Aufgrund von Spezial-Akkus hatte das Fluggerät die Möglichkeit, länger als normal in der Luft zu bleiben, hieß es weiter. Weil die Drohne von der Sensorik des Flughafens nicht erfasst wurde, gibt es den Verdacht, dass den Tätern vertrauliche Details über die Leipziger Sicherheitsarchitektur vorlagen. Die Ermittler gehen laut Bericht Hinweisen auf mögliche Spionage nach.

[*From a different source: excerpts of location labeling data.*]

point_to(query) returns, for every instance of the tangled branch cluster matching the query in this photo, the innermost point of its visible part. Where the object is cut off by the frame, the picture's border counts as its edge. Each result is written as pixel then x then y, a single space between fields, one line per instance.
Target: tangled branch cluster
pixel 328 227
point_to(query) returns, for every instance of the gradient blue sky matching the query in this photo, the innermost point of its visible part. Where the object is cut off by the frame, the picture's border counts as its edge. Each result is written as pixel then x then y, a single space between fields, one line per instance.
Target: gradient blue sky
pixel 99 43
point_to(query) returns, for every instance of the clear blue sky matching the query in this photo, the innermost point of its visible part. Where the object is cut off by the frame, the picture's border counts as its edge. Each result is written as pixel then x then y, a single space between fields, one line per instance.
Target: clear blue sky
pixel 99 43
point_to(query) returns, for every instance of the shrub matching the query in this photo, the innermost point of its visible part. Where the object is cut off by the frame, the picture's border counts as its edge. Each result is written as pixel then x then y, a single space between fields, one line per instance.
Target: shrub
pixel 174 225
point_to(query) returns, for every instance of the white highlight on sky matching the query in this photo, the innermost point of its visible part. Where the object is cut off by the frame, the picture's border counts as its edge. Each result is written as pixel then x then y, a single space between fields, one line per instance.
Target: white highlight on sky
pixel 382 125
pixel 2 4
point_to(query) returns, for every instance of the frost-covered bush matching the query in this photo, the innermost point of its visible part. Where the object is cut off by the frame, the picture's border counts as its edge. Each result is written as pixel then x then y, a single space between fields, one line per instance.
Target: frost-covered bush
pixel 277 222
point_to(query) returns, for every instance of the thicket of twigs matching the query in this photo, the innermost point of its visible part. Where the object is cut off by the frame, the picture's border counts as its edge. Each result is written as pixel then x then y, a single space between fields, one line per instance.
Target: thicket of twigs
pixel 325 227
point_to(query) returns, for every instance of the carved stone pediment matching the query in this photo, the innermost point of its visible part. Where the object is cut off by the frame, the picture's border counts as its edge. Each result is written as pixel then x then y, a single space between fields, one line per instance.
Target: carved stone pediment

Angesichts der neuen Qualität hybrider Bedrohungen will Dobrindt die Innenminister der osteuropäischen EU-Staaten sowie der Ostsee-Anrainerstaaten zu einem Sondergipfel nach Schleswig-Holstein einladen. Das Treffen soll Ende August in der Marineschule Mürwik in Flensburg stattfinden. Zu den Teilnehmern gehörten unter anderem die Ressortchefs aus den baltischen Staaten, Polen, Schweden, Norwegen und Dänemark, hieß es. Ziel der Beratungen ist die Koordinierung einer gemeinsamen Verteidigungsstrategie gegen unbemannte Flugsysteme und die Stärkung des Schutzes kritischer Infrastruktur.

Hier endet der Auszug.